Realiza nova RM, dois meses após o internamento, que mostra resolução completa da lesão (Fig. 1B).
Discussão
O diagnóstico de MERS é imagiológico, com lesões em RM habitualmente mostrando hipersinal em T2 e restrição à difusão no esplénio do corpo caloso.(4,11) Dada a inespecificidade do quadro neurológico, o diagnóstico diferencial desta entidade benigna autolimitada engloba uma miríade de condições clínicas não benignas (tumores ou infeções do sistema nervoso central, lesões isquémicas, esclerose múltipla, encefalomielite aguda disseminada, …), que devem ser excluídas.11
Realça-se também a presença de sintomatologia compatível com síndrome gripal previamente ao quadro. Entre os vários precipitantes descritos na literatura, destaca-se a patologia infeciosa, particularmente vírica, embora possa haver associação com infeções bacterianas.3,10
A patogénese da MERS não está bem definida, principalmente pela natureza heterogénea das condições subjacentes,12 formulando-se hipóteses como presença de edema intramielínico, dano axonal, edema citotóxico ou stress oxidativo. Há patologias neurológicas com restrição à difusão na substância branca, provavelmente decorrentes de edema intramielínico separando as camadas de mielina, igualmente reversíveis.7 No entanto, a MERS pode ocorrer em recém-nascidos, cujo esplénio ainda se encontra desmielinizado.1 Já os valores da proteína Tau no LCR são normais nestes doentes, o que aliado ao facto de epiléticos com lesões do esplénio não apresentarem interrupção em imagens de difusão, torna menos provável a hipótese de dano axonal.13 Por outro lado, o influxo de células inflamatórias e macromoléculas, a par do edema citotóxico, podem causar diminuição do coeficiente de difusão.6 Já foi demonstrada relação entre a expressão aumentada da aquaporina-4, fortemente presente no corpo caloso, e o edema citotóxico intracelular cerebral,8 estando descrito o aumento das aquaporinas nalguns dos precipitantes da MERS, bem como a sua alteração nas fibras axonais de doentes com lesões do corpo caloso.9 Também o stress oxidativo pode ter um papel nesta patogénese, comprovado pelo aumento no LCR de alguns marcadores oxidativos (interleucinas 6 e 10) e descrição de casos com hiponatrémia,7,13 ausente neste doente.
A metilprednisolona ou a imunoglobulina humana, recomendadas para tratamento de algumas encefalopatias, não apresentam evidência científica na MERS,4 com desfecho semelhante (recuperação completa) quando utilizadas.
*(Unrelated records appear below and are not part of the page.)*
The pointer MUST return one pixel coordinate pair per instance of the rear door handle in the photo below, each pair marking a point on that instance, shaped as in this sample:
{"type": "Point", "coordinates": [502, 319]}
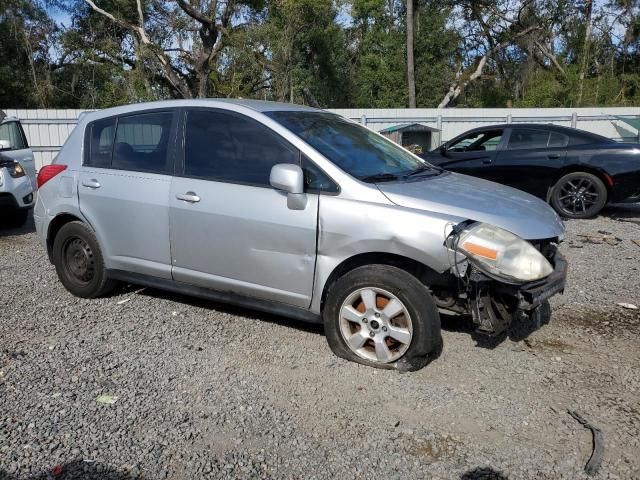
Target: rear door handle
{"type": "Point", "coordinates": [93, 183]}
{"type": "Point", "coordinates": [190, 197]}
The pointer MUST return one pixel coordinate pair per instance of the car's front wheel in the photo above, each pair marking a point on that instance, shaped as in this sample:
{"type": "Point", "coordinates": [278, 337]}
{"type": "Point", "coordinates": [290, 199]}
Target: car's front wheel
{"type": "Point", "coordinates": [579, 195]}
{"type": "Point", "coordinates": [382, 316]}
{"type": "Point", "coordinates": [79, 262]}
Isto coloca em causa a utilidade destas intervenções, tal como exemplificado neste caso, em que ocorreu um desfecho favorável apenas com instituição de medidas sintomáticas.
No doente descrito, o controlo imagiológico feito aos 2 meses mostrava-se já sem evidência das lesões previamente descritas em RM (Fig. 1B). A literatura descreve um espaço temporal curto (dias a meses) para resolução das lesões.3,8
Em síntese, a MERS é uma entidade rara que apresenta uma panóplia de diagnósticos diferenciais, desde condições benignas a outras de pior prognóstico, sendo um diagnóstico de exclusão. A não necessidade de terapêutica dirigida, aliada a um desfecho favorável, são aspetos-chave a reter.
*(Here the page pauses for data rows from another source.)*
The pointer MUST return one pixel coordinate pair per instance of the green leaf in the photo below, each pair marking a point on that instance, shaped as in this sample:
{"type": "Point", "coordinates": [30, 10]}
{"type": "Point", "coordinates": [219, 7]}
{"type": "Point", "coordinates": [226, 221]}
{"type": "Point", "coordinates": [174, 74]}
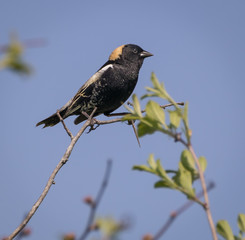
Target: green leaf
{"type": "Point", "coordinates": [162, 173]}
{"type": "Point", "coordinates": [187, 160]}
{"type": "Point", "coordinates": [175, 118]}
{"type": "Point", "coordinates": [203, 163]}
{"type": "Point", "coordinates": [137, 105]}
{"type": "Point", "coordinates": [183, 178]}
{"type": "Point", "coordinates": [151, 161]}
{"type": "Point", "coordinates": [130, 117]}
{"type": "Point", "coordinates": [241, 222]}
{"type": "Point", "coordinates": [144, 129]}
{"type": "Point", "coordinates": [224, 229]}
{"type": "Point", "coordinates": [154, 111]}
{"type": "Point", "coordinates": [161, 184]}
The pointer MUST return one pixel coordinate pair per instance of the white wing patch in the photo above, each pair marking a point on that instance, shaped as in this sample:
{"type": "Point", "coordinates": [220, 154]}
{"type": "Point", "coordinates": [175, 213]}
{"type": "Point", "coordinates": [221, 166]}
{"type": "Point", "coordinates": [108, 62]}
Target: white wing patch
{"type": "Point", "coordinates": [81, 91]}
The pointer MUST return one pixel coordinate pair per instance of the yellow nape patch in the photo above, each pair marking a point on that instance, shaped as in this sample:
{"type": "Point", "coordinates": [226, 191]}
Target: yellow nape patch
{"type": "Point", "coordinates": [116, 53]}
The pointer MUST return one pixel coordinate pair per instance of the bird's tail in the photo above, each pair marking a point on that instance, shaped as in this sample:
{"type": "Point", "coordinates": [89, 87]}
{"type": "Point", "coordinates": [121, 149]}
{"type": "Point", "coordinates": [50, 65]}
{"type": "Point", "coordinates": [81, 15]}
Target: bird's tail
{"type": "Point", "coordinates": [53, 119]}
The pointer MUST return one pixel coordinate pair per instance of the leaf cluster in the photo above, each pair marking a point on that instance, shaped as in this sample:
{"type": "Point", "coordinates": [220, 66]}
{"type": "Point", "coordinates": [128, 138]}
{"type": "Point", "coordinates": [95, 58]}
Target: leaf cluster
{"type": "Point", "coordinates": [181, 180]}
{"type": "Point", "coordinates": [224, 229]}
{"type": "Point", "coordinates": [13, 58]}
{"type": "Point", "coordinates": [155, 117]}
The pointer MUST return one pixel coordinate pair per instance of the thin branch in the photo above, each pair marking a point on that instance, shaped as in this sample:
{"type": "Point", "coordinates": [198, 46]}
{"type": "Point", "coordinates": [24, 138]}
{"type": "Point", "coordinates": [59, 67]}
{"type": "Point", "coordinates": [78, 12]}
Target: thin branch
{"type": "Point", "coordinates": [205, 193]}
{"type": "Point", "coordinates": [143, 111]}
{"type": "Point", "coordinates": [64, 125]}
{"type": "Point", "coordinates": [63, 160]}
{"type": "Point", "coordinates": [95, 203]}
{"type": "Point", "coordinates": [178, 212]}
{"type": "Point", "coordinates": [203, 183]}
Apresentações/Presentations
O presente caso clínico foi apresentado sob a forma de e-poster no “18th European Congress of Internal Medicine”, que decorreu em Lisboa nos dias 29 a 31 de agosto de 2019, com o título “Mild Encephalitis/Encephalopathy With Reversible Splenial Lesion - A Benign Condition With Not So Benign Differentials”.